Nelle celle di Parma, Rashid Assarag ha registrato a lungo, grazie a un piccolo apparecchio che sua moglie, Emanuela d’Arcangeli, è riuscita a fargli avere. «Ma evidentemente non eravamo soli – racconta la signora – perché gli operatori in carcere non sono tutti brutti e cattivi: c’era anche chi era nauseato da ciò che vedeva, pur nella difficoltà di rompere il muro di omertà». La donna sostiene di essersi rivolta subito al Dap e di aver portato la denuncia in procura a Parma, senza però aver mai avuto alcun riscontro. Viceversa Assarag risulta più volte indagato e in un caso perfino già sotto processo in seguito alle decine di informative presentate contro di lui per oltraggio e resistenza al personale penitenziario. Dal Dipartimento dell’amministrazione penitenziaria (ancora senza un capo, dal 27 maggio), il vicario Luigi Pagano ha fatto sapere di aver aperto un’inchiesta interna e di aver inviato a Parma una visita ispettiva, pur assicurando di non voler «interferire con il lavoro della magistratura». Nulla di più facile, sembrerebbe.

L’inchiesta interna del Dap è stata accolta «con favore» dal sindacato Sappe che, insieme al Cnpp, raccoglie il maggior numero di aderenti tra gli agenti penitenziari di Parma. Ma non senza una punta di risentimento: «Considerati i controlli serrati, è strano che un registratore fosse finito nelle mani di un detenuto – ha detto il leader del Sappe Donato Capece – ho il sospetto che il fatto sia strumentale o usato ad arte per denigrare l’operato dei baschi azzurri, proprio nel momento in cui si sta definendo con esito positivo la vertenza per lo sblocco dei tetti salariali delle forze dell’ordine».

Un carcere, quello di Parma, in cui è «critica» anche la situazione sanitaria, secondo quanto denunciato ieri dal Garante regionale dei detenuti, Desi Bruni. Il centro clinico interno, gestito dall’Ausl, che dovrebbe operare da pronto soccorso, sarebbe sovraffollato anche per il ricovero di reclusi provenienti da altri istituti. Inoltre, «intere sezioni ordinarie – ha detto Bruni –sono occupate da detenuti affetti da gravi patologie, nell’attesa di essere ricoverati nel centro clinico».

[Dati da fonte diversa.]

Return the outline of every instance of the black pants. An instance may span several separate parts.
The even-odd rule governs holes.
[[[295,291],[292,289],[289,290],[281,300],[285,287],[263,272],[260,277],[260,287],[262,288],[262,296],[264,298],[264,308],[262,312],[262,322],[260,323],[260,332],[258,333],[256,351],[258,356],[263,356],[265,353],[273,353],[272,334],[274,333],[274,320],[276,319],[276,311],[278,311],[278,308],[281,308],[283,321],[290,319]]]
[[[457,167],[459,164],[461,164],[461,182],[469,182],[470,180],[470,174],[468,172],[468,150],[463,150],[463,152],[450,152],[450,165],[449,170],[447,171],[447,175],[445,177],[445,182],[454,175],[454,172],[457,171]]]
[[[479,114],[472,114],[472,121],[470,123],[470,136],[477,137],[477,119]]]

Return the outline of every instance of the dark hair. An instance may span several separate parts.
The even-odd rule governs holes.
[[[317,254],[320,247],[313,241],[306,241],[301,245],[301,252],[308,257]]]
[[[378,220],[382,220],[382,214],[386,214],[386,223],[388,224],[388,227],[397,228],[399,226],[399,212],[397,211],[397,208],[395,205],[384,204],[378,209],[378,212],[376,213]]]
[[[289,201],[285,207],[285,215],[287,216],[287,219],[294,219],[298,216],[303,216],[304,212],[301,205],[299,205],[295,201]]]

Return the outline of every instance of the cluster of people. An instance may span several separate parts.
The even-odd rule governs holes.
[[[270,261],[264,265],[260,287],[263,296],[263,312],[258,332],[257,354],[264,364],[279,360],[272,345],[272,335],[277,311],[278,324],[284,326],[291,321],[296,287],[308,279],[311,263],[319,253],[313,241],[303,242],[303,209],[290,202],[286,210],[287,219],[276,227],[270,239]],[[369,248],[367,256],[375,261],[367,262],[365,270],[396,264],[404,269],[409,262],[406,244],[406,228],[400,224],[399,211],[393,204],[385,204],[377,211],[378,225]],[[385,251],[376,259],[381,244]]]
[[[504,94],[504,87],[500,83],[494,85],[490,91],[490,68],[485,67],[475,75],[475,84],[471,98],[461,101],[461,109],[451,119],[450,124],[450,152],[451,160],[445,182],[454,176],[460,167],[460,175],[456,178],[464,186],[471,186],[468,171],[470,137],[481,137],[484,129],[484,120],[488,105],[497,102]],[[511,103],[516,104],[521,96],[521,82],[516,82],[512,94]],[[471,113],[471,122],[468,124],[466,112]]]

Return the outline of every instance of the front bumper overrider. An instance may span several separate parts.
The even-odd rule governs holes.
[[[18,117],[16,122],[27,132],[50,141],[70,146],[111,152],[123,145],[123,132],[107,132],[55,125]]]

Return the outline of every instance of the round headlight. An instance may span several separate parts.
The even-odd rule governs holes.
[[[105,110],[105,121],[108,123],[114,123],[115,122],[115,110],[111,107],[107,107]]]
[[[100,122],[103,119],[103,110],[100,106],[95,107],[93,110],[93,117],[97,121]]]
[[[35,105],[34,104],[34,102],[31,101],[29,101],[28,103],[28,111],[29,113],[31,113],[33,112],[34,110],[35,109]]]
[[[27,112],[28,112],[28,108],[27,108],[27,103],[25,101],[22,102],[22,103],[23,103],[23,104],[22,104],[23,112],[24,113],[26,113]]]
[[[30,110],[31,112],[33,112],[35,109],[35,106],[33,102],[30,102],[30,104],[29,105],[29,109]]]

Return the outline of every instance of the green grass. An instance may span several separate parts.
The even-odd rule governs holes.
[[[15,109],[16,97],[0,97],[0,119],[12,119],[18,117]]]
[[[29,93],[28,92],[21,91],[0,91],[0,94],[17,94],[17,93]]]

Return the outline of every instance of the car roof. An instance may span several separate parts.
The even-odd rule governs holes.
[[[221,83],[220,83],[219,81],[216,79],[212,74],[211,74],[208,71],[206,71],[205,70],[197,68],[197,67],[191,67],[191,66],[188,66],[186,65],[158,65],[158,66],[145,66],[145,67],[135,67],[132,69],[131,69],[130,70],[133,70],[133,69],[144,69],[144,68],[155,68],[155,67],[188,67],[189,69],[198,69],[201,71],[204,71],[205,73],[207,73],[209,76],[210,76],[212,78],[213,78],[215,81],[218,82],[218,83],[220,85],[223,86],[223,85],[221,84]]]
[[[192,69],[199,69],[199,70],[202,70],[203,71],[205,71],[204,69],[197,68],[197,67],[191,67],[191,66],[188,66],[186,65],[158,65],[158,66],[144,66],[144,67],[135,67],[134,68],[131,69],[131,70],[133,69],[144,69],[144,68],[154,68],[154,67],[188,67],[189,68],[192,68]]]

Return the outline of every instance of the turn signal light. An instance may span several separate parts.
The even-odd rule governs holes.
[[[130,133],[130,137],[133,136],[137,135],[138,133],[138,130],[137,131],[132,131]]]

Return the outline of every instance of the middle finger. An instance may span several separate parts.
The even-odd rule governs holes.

Un tassello in più per capire la vita da reclusi. «Mio marito ha sbagliato e il suo posto è il carcere –dice la signora D’Arcangeli – ma in questi anni nessuno lo ha aiutato nel “recupero”. Anzi, ha pagato caro ogni sua denuncia contro le violenze. Siamo andati avanti per spingere gli altri detenuti ad avere più coraggio. Perché non voglio che a casa torni un uomo peggiore di quello che è entrato. Il carcere sì, ma quello della Costituzione».